Mini-entrevista a Rui Garrido, Presidente da ACOS- Agricultores do Sul e da Comissão Organizadora da 38.ª Ovibeja, que arranca esta quinta-feira.

Já admitiu melhorias com as chuvas do último mês, mas também danos irreparáveis. Que situação se vive na agricultura em Beja? É verdade que agora teremos alguma coisa até para pasto, mas os prejuízos que houve já ninguém nos tira de cima. E não podemos alhear a situação de seca que se tem vivido do aumento brutal das despesas de produção. Dou um exemplo bem visível: estamos agora a iniciar as sementeiras de milho e um dos adubos que se utiliza no milho é solução azotada. Na campanha do ano passado custava cerca de 300 euros a tonelada e este ano já vai quase em 1100 euros, três vezes mais. Só um adubo.

Está a tornar-se impraticável semear?

Ou temos garantia de que os solos dão uma boa produção ou vale mais não fazer, que é o que se está a passar em alguns sítios, porque não sabemos se vamos conseguir vender os produtos a preços que compensem os aumentos dos custos. Este é o grande drama neste momento da nossa agricultura.

Começa hoje a Ovibeja, onde estará a ministra da Agricultura. Que apelo vão deixar ao Governo?

A antecipação de ajudas (para maio) é bem-vinda, vai dar alguma liquidez, mas eram ajudas que iríamos sempre receber, por isso pensamos que temos de ir mais além perante a situação que se está a viver. A médio e longo prazo, uma das questões que nos parece importante discutir é que haja seguros que cubram situações de seca, que é algo que os nossos vizinhos em Espanha têm.
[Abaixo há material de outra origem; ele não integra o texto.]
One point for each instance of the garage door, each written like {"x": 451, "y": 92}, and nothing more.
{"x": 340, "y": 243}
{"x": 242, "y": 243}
Seguros que assegurem por exemplo num terreno que dá 4 mil quilos de trigo, se isso não acontece por uma situação de seca, é-se indemnizado pela companhia de seguros. A seca tem de passar a ser um risco coberto pelos seguros. É algo de que falamos há muito, depois quando não há seca esquecemo-nos – por culpa também nossa, não é só dos políticos – mas é algo que só se faz com vontade política. Implica que as seguradoras adiram mas que haja apoios para isso. Depois na parte dos custos energéticos, já houve no passado um subsídio de apoio à eletricidade que era importante e eventualmente haverá casos em que se justifique outras ajudas diretas.

O tema da Ovibeja é como alimentar o planeta, numa altura em que a guerra na Ucrânia faz disparar o risco de insegurança alimentar. O que o preocupa?

Já tínhamos pensado no tema antes da guerra e ainda bem que o escolhemos porque ninguém imaginava que tivéssemos este problema, que vem agravar ainda mais a soberania alimentar. Mas antes desta guerra já tínhamos este problema: a população não para de crescer e temos de encontrar forma de alimentar o mundo sem descarar soluções à partida, seja a pecuária ou a agricultura mais intensiva. Não podemos ter medos nem tabus, a agricultura intensiva está para ficar. Claro que isto traz preocupações de sustentabilidade ambiental, mas é para isso que precisamos de juntar produtores, universidades, investigação e queremos juntar os vários intervenientes para em conjunto encontrar soluções. Quando à soberania, é sabido que não somos um país agrícola como a França e nunca conseguiremos ser autossuficientes, mas podemos tentar mitigar isso exportando aquilo que produzimos melhor.